Tuesday, December 17, 2013

Bird Lives



Bird: The Life and Music of Charlie Parker by Chuck Haddix
2013
Reviewed by Diane K. M.
My rating: 4 out of 5 stars


This is a marvelous biography about legedenary jazz musician Charlie "Bird" Parker, who was born and raised in Kansas City. His nickname is a shortened version of Yardbird, which is what Charlie called chickens. He liked to eat chicken, and others picked up on the name. 

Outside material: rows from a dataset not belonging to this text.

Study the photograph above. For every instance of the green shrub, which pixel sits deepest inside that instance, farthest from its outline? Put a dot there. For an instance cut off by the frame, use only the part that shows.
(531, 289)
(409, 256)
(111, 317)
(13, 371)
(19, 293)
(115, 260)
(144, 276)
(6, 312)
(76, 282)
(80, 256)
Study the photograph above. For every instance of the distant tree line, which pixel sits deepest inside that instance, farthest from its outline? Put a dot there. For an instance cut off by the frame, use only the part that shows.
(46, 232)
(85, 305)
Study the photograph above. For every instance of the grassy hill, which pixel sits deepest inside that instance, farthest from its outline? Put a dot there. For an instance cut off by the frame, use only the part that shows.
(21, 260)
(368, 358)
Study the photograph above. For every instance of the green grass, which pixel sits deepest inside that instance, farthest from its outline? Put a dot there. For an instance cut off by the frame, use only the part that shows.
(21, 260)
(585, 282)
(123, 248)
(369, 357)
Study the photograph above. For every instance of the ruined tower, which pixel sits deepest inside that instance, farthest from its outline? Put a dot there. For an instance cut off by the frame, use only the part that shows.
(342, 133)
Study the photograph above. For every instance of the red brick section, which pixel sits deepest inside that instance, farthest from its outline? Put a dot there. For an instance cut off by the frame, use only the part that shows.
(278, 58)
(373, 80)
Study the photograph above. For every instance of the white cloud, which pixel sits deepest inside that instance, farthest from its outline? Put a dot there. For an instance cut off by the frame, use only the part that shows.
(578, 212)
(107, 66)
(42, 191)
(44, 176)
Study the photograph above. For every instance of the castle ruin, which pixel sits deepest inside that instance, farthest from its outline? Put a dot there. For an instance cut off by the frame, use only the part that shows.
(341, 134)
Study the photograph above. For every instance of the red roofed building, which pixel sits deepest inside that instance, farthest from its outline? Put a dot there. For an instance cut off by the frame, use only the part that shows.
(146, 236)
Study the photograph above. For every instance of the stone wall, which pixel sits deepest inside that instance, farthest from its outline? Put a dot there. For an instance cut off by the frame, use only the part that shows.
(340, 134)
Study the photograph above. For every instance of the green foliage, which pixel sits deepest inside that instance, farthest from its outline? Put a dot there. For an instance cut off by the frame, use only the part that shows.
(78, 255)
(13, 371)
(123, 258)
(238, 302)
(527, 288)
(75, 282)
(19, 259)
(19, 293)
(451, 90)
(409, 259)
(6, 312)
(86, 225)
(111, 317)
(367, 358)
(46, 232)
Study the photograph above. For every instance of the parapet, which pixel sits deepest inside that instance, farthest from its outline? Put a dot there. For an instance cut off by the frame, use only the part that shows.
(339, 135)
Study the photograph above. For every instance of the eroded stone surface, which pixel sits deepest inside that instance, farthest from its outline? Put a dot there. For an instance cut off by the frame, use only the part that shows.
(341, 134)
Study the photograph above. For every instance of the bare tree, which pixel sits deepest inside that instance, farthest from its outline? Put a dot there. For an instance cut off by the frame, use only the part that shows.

Chuck Haddix tells lively stories about the saxophonist, who was known for his brilliant jazz compositions but also for his drug and alcohol use. Charlie would often disappear before a gig because he was trying to score heroin. One time he went into withdrawal while traveling cross-country, and he wandered off the train in the middle of the desert to try and get drugs. 

One of the saddest stories in the book happened in 1936, when Charlie was in a car accident while traveling to a gig in central Missouri. Charlie broke three ribs and fractured his spine. During his recovery, a doctor prescribed heroin to relieve Charlie's pain. But he soon became addicted and struggled with his heroin habit for the rest of his life. It makes one wonder how different his life might have been if he had never been in that crash. Yes, Charlie drank and smoke before then, but maybe he could have avoided a heroin addiction that ultimately ruined him and damaged his career.

However, that sad story is quickly followed by my favorite one in the book, which is how and where Charlie honed his craft. Back in the 1930s, a resort area in southern Missouri called the Ozarks was just starting to get booming, and club owners started bringing in musicians from Kansas City and St. Louis to satisfy the tourists from those bigger cities. At that time and in that part of the country, it wasn't considered safe for blacks to be traveling after dark, so Charlie and other musicians would often remain in the resort town for weeks at a time, until their contract was over. It was during one such stretch in the Ozarks that Charlie had time to really focus on his music and his playing. When he returned to Kansas City a few months later, everyone was blown away by how much he had improved.

"Charlie Parker, in the brief span of his life, crowded more living into it than any other human being. He was a man of tremendous physical appetites. He ate like a horse, drank like a fish, was as sexy as a rabbit. He was complete in the world, was interested in everything. He composed, painted; he loved machines, cars; he was a loving father. He liked to joke and laugh. He never slept, subsisting on little catnaps. Everyone was his friend -- delivery boys, taxicab drivers ... No one had such a love of life, and no one tried harder to kill himself."

When Parker died in in 1955, he was only 34. But his health had been so poor and his body was so abused by drugs and alcohol that the attending physician judged him to be 53.

Haddix lovingly describes Parker’s compositions and performances, inspiring me to look up and listen to several of Parker's songs. Some of my favorite details in the book were about Kansas City’s history, including where Charlie went to school and how he started playing music, or where the hopping nightclubs were in 1951. This would be a great gift for any jazz fan.